クルーズ船でハンタウイルス発生、米国人17人がネブラスカに搬送

ヒト間感染するアンデスウイルス

ハンタウイルスは通常、げっ歯類の排泄物を介して感染し、ヒトからヒトへは広がらないとされてきた。しかしアンデスウイルスは例外だ。南米で確認されたこの型は、ヒト間感染が報告されている数少ないハンタウイルスとして知られる。感染するとハンタウイルス肺症候群(HPS)を引き起こす可能性があり、致死率が高い。

ワシントン・ポストの報道によると、そのアンデスウイルスがクルーズ船ホンディウスの船内で発生した。多国籍の乗客が長期間を共にする閉鎖的な環境は、ヒト間感染しうる病原体にとって拡大リスクが高いといえるだろう。

米国人17人がネブラスカの専門施設へ

ホンディウスの乗客は国籍別に退避が進められている。米国人17人は月曜の早朝にネブラスカ州へ到着し、専門治療施設で評価を受ける予定だ。うち1人はアンデスウイルスの検査で陽性が確認され、もう1人には軽度の症状があるという。残る15人については、現時点で症状は報告されていない。

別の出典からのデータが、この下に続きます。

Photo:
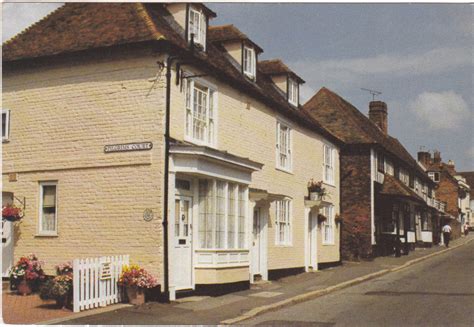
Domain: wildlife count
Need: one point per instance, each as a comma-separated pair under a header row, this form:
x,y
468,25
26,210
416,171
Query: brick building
x,y
386,197
139,129
469,176
451,187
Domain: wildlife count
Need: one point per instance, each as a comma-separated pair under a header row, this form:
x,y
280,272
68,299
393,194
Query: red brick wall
x,y
355,204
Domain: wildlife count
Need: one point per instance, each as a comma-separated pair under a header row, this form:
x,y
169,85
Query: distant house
x,y
451,187
386,197
469,176
139,129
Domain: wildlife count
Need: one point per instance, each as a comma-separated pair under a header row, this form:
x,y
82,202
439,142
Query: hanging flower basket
x,y
316,190
321,218
11,213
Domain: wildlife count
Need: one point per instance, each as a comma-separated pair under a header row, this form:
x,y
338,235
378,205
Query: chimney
x,y
378,115
437,157
424,157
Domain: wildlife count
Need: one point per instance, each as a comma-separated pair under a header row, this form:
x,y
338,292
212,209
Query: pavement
x,y
435,292
238,307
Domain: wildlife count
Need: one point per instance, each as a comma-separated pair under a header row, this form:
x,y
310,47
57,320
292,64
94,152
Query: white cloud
x,y
363,71
444,110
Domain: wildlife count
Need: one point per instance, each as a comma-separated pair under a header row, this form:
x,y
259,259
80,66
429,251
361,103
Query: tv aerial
x,y
373,92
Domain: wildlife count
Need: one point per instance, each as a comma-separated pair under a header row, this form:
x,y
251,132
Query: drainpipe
x,y
169,62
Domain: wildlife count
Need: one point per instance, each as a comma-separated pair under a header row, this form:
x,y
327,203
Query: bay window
x,y
222,215
328,224
283,145
200,111
283,223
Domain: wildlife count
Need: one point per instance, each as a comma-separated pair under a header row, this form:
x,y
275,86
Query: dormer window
x,y
197,25
249,62
293,96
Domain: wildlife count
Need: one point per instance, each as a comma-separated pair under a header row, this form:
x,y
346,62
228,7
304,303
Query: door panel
x,y
183,243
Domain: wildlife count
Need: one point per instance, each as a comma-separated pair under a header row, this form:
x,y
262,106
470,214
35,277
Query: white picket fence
x,y
95,281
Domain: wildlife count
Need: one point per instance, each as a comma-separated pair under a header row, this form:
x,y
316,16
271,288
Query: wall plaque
x,y
105,272
148,215
128,147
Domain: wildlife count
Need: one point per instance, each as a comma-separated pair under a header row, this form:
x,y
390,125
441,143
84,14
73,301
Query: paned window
x,y
197,26
434,176
5,124
249,62
283,147
293,95
328,164
283,222
328,224
48,209
200,112
222,215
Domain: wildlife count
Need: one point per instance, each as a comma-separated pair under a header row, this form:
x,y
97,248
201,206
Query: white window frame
x,y
327,228
6,132
328,164
280,151
190,112
287,239
293,94
200,31
42,232
432,175
237,188
249,66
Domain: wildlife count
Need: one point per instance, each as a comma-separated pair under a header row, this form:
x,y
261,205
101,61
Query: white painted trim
x,y
7,125
40,209
373,172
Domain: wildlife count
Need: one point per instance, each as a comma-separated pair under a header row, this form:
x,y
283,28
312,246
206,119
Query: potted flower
x,y
316,190
321,218
60,287
11,213
135,280
26,274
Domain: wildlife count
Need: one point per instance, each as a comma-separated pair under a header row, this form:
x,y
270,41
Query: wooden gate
x,y
95,281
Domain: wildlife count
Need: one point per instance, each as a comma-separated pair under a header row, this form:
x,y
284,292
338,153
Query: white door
x,y
7,247
312,239
183,249
257,242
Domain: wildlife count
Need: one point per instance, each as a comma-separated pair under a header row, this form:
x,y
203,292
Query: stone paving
x,y
29,309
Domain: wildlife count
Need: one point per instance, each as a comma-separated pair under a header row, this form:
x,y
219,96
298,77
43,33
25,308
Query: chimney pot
x,y
424,157
378,115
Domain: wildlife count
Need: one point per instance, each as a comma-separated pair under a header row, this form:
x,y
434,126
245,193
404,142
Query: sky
x,y
420,56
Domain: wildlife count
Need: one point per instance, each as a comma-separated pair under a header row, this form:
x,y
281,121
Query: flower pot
x,y
314,196
135,295
24,288
63,301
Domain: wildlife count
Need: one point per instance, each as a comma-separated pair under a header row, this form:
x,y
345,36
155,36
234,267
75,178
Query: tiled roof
x,y
229,33
347,123
277,67
393,187
86,26
469,176
80,26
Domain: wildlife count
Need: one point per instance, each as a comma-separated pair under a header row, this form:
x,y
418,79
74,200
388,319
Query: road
x,y
438,291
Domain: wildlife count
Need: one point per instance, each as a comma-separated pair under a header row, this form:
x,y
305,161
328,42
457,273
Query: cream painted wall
x,y
61,119
247,128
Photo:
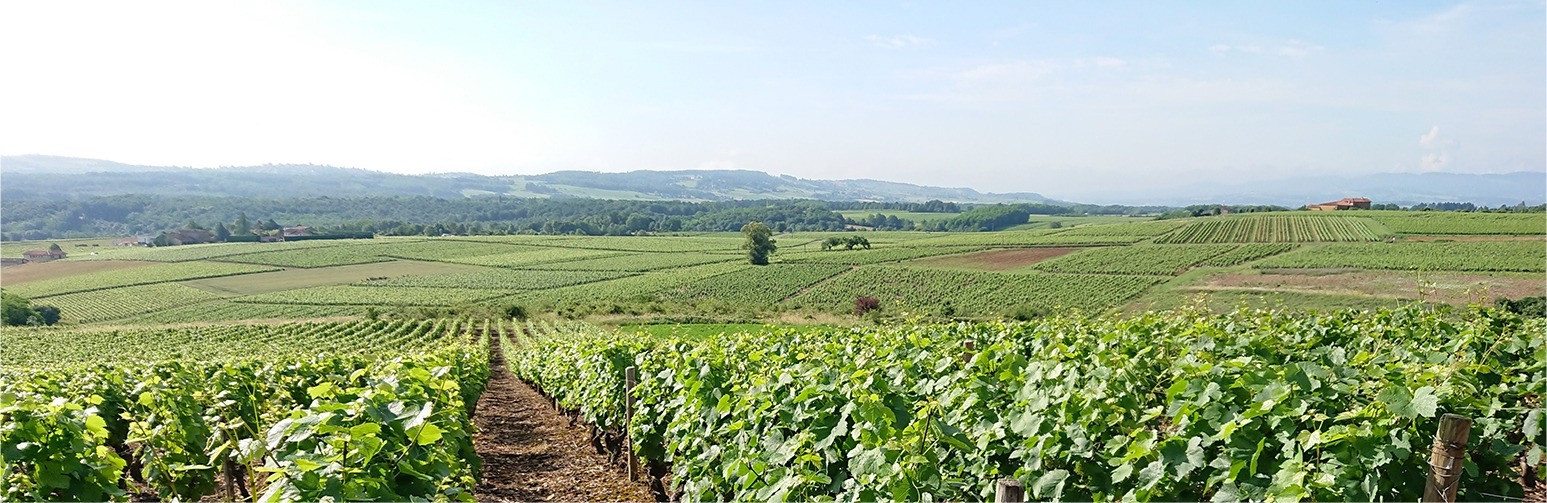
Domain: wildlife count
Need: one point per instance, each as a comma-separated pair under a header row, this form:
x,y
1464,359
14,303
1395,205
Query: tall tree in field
x,y
760,242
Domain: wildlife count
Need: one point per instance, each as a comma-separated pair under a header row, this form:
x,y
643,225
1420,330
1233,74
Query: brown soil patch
x,y
998,259
1437,287
1473,237
34,271
531,454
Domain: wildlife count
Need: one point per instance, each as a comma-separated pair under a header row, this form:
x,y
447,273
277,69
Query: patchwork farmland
x,y
455,338
980,274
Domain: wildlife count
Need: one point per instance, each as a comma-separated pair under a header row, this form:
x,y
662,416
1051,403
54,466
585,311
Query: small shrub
x,y
1027,313
1532,307
865,304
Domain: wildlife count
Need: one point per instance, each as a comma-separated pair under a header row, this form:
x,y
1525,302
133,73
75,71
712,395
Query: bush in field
x,y
1027,313
1533,307
865,304
760,242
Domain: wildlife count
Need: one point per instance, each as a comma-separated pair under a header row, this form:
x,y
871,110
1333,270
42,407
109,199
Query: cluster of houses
x,y
34,256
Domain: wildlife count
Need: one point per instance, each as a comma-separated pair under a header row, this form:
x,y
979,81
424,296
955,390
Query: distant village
x,y
194,234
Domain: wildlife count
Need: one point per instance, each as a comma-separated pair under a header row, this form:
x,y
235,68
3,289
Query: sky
x,y
1062,98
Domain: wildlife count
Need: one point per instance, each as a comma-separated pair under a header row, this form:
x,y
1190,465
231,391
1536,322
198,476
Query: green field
x,y
1178,406
1275,229
1221,358
1114,263
1462,256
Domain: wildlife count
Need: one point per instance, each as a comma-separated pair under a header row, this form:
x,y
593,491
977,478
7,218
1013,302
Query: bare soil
x,y
1436,287
998,259
34,271
531,452
1488,237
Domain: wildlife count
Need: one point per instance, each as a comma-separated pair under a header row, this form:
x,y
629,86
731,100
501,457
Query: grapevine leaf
x,y
1049,485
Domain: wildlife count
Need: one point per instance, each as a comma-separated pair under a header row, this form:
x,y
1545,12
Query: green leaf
x,y
424,434
868,461
96,426
1151,474
953,435
1049,485
307,465
1425,403
365,429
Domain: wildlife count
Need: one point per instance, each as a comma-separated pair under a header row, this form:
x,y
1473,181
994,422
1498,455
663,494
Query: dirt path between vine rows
x,y
531,454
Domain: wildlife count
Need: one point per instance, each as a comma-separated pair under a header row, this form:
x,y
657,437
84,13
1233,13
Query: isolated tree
x,y
47,314
760,242
865,304
14,310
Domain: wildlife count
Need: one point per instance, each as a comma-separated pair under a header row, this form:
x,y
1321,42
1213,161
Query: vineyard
x,y
133,277
1462,223
1139,259
1246,406
690,276
1247,253
925,291
1273,229
1471,256
361,410
122,302
376,296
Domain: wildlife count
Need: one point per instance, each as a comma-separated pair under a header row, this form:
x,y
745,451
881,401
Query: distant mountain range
x,y
39,177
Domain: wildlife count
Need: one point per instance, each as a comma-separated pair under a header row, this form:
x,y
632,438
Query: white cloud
x,y
1289,48
1436,149
896,42
1431,138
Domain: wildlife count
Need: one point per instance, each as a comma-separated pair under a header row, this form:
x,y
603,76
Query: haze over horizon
x,y
1066,101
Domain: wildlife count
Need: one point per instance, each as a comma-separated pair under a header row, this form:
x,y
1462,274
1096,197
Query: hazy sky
x,y
1066,99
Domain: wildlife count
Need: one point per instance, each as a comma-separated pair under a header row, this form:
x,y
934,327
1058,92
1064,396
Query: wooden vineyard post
x,y
1009,491
630,378
226,468
1447,458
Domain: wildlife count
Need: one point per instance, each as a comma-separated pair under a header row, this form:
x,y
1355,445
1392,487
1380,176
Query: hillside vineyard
x,y
1252,356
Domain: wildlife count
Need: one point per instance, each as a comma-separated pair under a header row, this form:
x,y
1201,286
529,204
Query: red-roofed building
x,y
1343,203
42,256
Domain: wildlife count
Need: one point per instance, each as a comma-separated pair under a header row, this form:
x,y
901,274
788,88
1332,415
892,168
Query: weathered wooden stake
x,y
1447,458
226,469
1009,491
630,378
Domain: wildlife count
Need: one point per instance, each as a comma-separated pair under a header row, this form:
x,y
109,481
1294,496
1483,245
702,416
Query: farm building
x,y
1343,203
44,256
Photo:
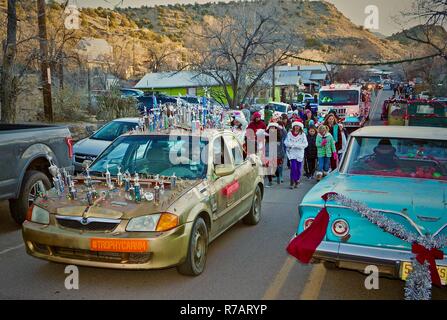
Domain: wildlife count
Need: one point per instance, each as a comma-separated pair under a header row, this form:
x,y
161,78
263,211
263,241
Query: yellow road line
x,y
274,289
314,283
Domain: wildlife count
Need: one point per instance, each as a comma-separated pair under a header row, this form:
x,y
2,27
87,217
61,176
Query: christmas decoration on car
x,y
426,248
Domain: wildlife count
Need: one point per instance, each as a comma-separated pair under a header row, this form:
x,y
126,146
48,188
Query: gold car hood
x,y
115,206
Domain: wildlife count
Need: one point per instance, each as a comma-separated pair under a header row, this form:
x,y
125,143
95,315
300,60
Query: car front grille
x,y
87,224
81,157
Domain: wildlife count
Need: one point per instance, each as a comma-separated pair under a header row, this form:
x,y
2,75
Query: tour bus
x,y
349,102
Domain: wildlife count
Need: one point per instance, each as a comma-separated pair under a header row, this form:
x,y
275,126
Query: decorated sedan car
x,y
90,147
392,179
150,200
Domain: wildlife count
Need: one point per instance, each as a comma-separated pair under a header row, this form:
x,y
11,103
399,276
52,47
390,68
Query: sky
x,y
388,10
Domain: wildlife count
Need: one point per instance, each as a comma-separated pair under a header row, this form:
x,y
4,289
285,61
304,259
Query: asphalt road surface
x,y
244,263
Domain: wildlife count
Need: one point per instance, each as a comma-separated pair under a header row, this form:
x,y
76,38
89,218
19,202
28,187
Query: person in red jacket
x,y
255,125
336,130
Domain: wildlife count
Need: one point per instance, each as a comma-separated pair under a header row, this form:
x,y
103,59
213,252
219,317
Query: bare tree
x,y
8,80
61,42
44,65
238,48
433,15
161,56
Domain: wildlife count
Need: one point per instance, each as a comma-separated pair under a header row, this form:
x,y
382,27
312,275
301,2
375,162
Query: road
x,y
244,263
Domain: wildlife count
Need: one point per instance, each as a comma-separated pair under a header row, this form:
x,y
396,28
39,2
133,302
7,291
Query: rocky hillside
x,y
437,35
326,30
327,33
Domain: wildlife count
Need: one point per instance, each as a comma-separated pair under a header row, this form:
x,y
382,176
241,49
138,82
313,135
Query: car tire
x,y
253,217
30,186
197,250
328,265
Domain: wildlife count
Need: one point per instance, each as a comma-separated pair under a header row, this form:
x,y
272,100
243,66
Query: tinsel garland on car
x,y
427,248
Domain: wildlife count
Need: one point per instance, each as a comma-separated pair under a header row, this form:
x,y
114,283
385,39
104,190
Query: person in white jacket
x,y
295,143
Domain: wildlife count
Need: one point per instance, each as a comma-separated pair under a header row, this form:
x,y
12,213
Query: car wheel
x,y
197,250
34,182
253,217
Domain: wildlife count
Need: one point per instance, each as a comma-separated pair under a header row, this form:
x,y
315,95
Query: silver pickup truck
x,y
25,154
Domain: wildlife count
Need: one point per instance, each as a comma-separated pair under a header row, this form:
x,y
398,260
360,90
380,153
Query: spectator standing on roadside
x,y
337,132
268,113
325,151
246,111
311,153
296,143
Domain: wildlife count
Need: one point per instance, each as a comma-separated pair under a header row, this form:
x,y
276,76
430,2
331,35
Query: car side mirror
x,y
223,170
252,159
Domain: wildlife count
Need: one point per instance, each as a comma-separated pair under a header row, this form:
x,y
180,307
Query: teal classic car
x,y
400,172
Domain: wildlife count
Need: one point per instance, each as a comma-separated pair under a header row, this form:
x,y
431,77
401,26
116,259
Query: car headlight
x,y
38,215
153,222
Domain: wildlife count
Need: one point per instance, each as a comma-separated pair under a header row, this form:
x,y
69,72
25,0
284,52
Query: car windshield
x,y
112,130
156,154
412,158
397,109
339,98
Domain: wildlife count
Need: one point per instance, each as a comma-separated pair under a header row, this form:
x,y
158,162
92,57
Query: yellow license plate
x,y
406,267
119,245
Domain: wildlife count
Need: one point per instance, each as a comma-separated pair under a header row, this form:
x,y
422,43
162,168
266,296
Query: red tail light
x,y
340,228
29,213
308,222
69,142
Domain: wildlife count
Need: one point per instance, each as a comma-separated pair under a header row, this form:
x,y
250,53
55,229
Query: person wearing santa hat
x,y
296,143
274,152
254,129
326,150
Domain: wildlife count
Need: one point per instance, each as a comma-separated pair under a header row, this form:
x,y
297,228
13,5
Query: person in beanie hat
x,y
311,153
268,113
239,126
309,119
336,130
325,150
255,125
295,143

注目すべきは、陽性者がわずか1人にもかかわらず、17人全員を専門施設に搬送した判断だろう。アンデスウイルスのように潜伏期間のある感染症では、無症状の段階でも感染が広がるリスクがあり、早期の一括管理が封じ込めの要になる。

先手を打った封じ込め

クルーズ船という閉鎖環境での感染症対応は、過去にも繰り返し課題として浮上してきた。今回際立つのは、感染拡大が本格化する前に封じ込めへ動いた速度だ。国籍別に退避を進めながら全員を管理下に置く方式も、船内での接触範囲を区切る実務的な判断といえる。

陽性確認が1人の段階で17人全員を専門施設に搬送するという今回の対応が、ヒト間感染するハンタウイルスへの実践的なモデルとして評価されるかどうか——ネブラスカの専門チームによる今後の分析が、次の判断基準を形づくることになる。